What is Sociology?
Sociologists study the ways that social structures and interactions shape human life. We seek to understand the full range of social institutions and practices, from couples and small groups, to social organizations such as businesses and government agencies, to communities, cities, and nations.
Our methods of research are diverse, ranging from the quantitative analysis of large surveys to qualitative approaches such as in-depth interviewing, participant observation, and historical investigation. Indeed, diversity in its subject matter and its methods of research is one of sociology's most distinguishing features. Because sociologists study social interaction in a broad array of contexts, we use whatever method is appropriate for the particular question being posed.
Sociological ideas and methods are used by policy makers, political analysts, and social critics. Many of our concepts have become a part of our common culture and everyday language. Concepts such as "the self-fulfilling prophecy," "conspicuous consumption," "WASP," "social mobility," "modernization," and "in-groups" and "out-groups" were all originally coined by sociologists.

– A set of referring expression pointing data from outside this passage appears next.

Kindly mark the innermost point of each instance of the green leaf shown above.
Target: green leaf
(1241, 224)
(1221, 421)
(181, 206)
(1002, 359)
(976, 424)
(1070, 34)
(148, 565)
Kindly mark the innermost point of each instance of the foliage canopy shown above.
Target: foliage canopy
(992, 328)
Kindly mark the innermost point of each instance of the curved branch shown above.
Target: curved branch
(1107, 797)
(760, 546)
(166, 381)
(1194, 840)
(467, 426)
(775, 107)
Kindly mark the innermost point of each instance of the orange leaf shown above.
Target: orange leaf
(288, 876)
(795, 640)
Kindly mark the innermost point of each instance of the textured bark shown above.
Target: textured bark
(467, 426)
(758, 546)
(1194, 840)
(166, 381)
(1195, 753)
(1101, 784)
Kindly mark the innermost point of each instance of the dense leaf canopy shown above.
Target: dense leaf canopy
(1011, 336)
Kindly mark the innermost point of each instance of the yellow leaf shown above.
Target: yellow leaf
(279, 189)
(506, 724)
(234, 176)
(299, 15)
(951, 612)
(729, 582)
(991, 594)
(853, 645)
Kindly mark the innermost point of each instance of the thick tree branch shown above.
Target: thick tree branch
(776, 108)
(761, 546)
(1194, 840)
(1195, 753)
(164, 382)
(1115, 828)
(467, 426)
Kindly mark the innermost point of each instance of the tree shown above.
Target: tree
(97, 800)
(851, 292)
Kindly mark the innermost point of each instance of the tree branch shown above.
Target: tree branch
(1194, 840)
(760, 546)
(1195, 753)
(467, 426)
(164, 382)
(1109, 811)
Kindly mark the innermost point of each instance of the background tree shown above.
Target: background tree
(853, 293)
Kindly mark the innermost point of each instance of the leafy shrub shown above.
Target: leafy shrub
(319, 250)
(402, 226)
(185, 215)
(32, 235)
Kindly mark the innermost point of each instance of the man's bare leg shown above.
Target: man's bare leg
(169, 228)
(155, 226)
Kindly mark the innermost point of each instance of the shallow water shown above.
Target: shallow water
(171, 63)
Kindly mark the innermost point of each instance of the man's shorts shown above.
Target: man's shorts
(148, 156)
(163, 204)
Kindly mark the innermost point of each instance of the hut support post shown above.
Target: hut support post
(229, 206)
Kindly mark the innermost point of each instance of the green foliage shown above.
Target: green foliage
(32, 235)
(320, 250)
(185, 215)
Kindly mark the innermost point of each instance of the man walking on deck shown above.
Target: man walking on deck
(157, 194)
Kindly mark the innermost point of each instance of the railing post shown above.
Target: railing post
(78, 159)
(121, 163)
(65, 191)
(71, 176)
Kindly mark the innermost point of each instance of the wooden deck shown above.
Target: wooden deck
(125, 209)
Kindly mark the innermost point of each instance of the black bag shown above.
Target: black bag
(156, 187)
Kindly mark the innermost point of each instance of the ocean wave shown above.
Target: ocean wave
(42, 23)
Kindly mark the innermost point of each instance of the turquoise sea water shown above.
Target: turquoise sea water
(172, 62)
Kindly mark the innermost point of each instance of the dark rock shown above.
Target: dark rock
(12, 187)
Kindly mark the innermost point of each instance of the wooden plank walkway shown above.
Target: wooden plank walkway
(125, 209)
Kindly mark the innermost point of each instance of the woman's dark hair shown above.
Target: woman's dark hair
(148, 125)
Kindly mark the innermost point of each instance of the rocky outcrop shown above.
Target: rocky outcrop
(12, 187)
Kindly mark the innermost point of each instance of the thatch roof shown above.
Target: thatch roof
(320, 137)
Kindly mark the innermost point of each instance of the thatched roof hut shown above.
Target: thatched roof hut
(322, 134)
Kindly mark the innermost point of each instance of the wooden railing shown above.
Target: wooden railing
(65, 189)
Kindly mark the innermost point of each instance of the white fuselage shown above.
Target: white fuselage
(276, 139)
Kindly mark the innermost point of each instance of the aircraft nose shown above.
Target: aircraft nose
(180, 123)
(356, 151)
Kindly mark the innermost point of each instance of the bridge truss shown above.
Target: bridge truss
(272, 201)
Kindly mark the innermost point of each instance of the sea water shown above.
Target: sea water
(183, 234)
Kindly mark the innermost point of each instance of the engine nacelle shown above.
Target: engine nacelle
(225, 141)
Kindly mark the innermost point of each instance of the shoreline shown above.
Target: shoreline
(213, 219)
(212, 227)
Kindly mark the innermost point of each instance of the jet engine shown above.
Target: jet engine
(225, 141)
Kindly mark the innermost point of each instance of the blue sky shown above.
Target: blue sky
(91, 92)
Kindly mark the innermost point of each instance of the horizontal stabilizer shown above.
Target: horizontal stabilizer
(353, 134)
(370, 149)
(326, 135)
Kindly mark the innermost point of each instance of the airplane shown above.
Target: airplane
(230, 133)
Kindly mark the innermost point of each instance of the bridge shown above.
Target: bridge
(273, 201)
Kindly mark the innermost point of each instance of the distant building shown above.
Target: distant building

Similarly, sociologists were studying important topics such as social inequality, race relations, gender discrimination, and sexual diversity long before these became issues of concern among policy makers and in popular culture. Many modern research techniques, such as polling and survey design, were also pioneered by sociologists.
NYU's Department of Sociology reflects the diversity of our discipline. The faculty includes experts in a wide range of subjects, including crime, law, and deviance; sex, gender, and the family; organizations, occupations, and work; immigration; justice; science, politics, social protest, and social policy; power and inequality in modern societies; welfare, culture, and education;and social theory. The faculty also uses a wide variety of qualitative and quantitative techniques in conducting research.
Whether the goal is to become an informed citizen, an expert in the social sciences, or a socially active trailblazer, we offer the tools and knowledge to help students make sense of the world around them. Those planning a professional career or graduate study in sociology or another social science will find a wide range of useful and interesting courses. Students preparing for careers in law, social service, health, public administration, and other professional areas can choose from many relevant substantive courses. Those interested in social research and policy making will benefit from courses that teach practical skills of data gathering and analysis. In all of these courses, we encourage students to study issues from a variety of perspectives.